The first large-scale trials of two Ebola vaccines, GlaxoSmithKline's Chad3-EBO-Z and Merck and Newlink's rVSV-ZEBOV, has begun in Liberia at the Redemption Hospital in the capital Monrovia. The study, led by the US National Institutes of Health, was launched at the hospital on Sunday at an event attended by Liberian Vice-President Joseph Boaikai.
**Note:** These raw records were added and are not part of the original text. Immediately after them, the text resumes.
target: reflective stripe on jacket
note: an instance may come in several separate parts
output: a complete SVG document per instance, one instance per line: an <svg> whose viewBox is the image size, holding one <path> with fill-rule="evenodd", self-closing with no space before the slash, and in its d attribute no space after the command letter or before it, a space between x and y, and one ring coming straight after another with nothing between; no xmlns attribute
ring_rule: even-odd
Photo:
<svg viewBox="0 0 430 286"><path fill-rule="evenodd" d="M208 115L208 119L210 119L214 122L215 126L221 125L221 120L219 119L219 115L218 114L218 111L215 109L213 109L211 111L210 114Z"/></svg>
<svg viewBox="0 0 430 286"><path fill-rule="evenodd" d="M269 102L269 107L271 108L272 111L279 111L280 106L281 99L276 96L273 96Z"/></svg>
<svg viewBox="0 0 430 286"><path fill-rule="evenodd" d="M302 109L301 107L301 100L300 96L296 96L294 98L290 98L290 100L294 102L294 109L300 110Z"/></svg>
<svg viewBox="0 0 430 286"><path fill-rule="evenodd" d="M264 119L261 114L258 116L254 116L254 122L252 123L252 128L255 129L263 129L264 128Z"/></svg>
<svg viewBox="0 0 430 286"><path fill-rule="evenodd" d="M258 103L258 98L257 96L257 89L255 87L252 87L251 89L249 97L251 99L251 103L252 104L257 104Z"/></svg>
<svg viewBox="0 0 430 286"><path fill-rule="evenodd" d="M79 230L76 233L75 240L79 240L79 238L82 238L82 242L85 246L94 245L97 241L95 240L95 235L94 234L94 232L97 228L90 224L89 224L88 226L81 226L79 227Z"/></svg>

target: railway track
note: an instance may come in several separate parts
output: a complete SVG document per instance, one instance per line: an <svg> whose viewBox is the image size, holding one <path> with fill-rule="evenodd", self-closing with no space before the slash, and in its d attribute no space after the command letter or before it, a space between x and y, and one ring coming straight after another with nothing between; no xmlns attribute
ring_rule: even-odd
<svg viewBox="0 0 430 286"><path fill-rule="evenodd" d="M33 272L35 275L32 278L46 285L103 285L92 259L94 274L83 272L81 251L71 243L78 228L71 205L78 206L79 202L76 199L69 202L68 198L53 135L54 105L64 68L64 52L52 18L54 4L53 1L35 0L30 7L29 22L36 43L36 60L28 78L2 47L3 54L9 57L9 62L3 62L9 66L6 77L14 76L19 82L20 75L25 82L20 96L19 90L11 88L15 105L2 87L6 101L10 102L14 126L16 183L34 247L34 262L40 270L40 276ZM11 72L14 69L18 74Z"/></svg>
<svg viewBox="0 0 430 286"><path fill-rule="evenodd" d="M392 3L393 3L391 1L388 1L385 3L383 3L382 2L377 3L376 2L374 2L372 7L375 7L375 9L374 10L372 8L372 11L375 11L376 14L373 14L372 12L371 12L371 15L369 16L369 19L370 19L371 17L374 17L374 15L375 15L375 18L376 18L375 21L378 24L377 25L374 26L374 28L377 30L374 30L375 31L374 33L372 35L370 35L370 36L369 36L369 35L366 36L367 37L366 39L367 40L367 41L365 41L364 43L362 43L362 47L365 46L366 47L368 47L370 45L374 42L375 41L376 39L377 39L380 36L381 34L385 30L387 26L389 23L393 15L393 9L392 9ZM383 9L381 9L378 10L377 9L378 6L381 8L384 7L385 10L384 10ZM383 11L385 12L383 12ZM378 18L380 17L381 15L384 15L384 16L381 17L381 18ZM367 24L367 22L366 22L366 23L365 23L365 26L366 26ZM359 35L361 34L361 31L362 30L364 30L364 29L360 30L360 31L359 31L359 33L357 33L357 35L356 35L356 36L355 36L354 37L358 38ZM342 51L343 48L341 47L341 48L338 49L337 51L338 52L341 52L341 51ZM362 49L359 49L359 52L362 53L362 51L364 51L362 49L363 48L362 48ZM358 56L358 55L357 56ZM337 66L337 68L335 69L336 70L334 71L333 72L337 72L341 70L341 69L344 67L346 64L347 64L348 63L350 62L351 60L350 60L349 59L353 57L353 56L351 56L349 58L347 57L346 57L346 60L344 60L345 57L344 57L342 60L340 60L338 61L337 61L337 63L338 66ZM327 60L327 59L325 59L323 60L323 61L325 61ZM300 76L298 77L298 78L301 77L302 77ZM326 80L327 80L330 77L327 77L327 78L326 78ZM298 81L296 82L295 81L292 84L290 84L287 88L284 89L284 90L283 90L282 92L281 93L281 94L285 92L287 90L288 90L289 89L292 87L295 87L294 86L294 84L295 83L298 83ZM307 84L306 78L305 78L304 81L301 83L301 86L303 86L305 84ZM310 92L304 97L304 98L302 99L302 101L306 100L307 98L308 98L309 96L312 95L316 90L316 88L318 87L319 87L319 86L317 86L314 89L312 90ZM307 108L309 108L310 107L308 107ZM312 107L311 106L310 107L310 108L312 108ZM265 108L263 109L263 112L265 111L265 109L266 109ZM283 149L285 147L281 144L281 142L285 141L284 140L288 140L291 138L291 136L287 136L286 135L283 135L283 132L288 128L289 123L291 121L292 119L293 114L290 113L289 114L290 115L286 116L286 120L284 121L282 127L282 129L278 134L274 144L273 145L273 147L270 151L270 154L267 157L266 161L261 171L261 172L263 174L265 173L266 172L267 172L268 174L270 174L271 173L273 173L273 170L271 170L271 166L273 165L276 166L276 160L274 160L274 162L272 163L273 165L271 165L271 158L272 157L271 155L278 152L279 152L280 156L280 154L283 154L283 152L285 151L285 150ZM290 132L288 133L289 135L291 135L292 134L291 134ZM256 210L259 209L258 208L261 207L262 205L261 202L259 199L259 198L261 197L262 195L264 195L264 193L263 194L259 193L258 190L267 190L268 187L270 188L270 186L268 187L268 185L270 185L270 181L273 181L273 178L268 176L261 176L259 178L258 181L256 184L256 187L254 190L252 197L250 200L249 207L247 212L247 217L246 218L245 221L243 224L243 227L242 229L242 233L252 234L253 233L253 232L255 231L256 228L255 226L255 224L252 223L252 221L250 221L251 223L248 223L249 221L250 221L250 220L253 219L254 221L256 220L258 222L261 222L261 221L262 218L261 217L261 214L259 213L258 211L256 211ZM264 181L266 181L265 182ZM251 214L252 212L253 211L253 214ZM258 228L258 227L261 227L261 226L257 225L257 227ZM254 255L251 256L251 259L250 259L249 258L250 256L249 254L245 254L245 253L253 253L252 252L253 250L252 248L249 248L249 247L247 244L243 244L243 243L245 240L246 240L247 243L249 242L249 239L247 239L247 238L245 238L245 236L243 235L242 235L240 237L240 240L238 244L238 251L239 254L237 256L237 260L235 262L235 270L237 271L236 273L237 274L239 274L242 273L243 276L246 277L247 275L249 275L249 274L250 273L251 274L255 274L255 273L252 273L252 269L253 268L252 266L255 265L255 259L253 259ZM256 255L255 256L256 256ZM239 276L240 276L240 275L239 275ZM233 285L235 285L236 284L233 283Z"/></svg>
The vaccines, which contain harmless elements of the deadly virus that trigger an immune response, were administered to 12 volunteers at the beginning of the trial which will eventually involve up to 27,000 adults. Melvin Johnson, head of the trial center said, "We received 20 persons who came voluntarily to take the vaccine but we are taking only 12 per day. The first 12 were given the vaccine and the balance will receive theirs on Tuesday."
The Partnership for Research on Ebola Vaccines in Liberia (PREVAIL), which is a collaboration between the United States and Liberia, said that trials would begin at other hospitals around Monrovia after the first 600 participants join the study. PREVAIL said during the previous smaller trials in other countries it has been seen that the drugs could cause pain, redness or swelling in the injected arm, as well as fever, headaches and tiredness, but added that the side-effects typically have been mild to moderate and have gone away on their own.
President Boaikai said, "We hope that this scientific undertaking we launch here today will get answers for the mystery surrounding this disease."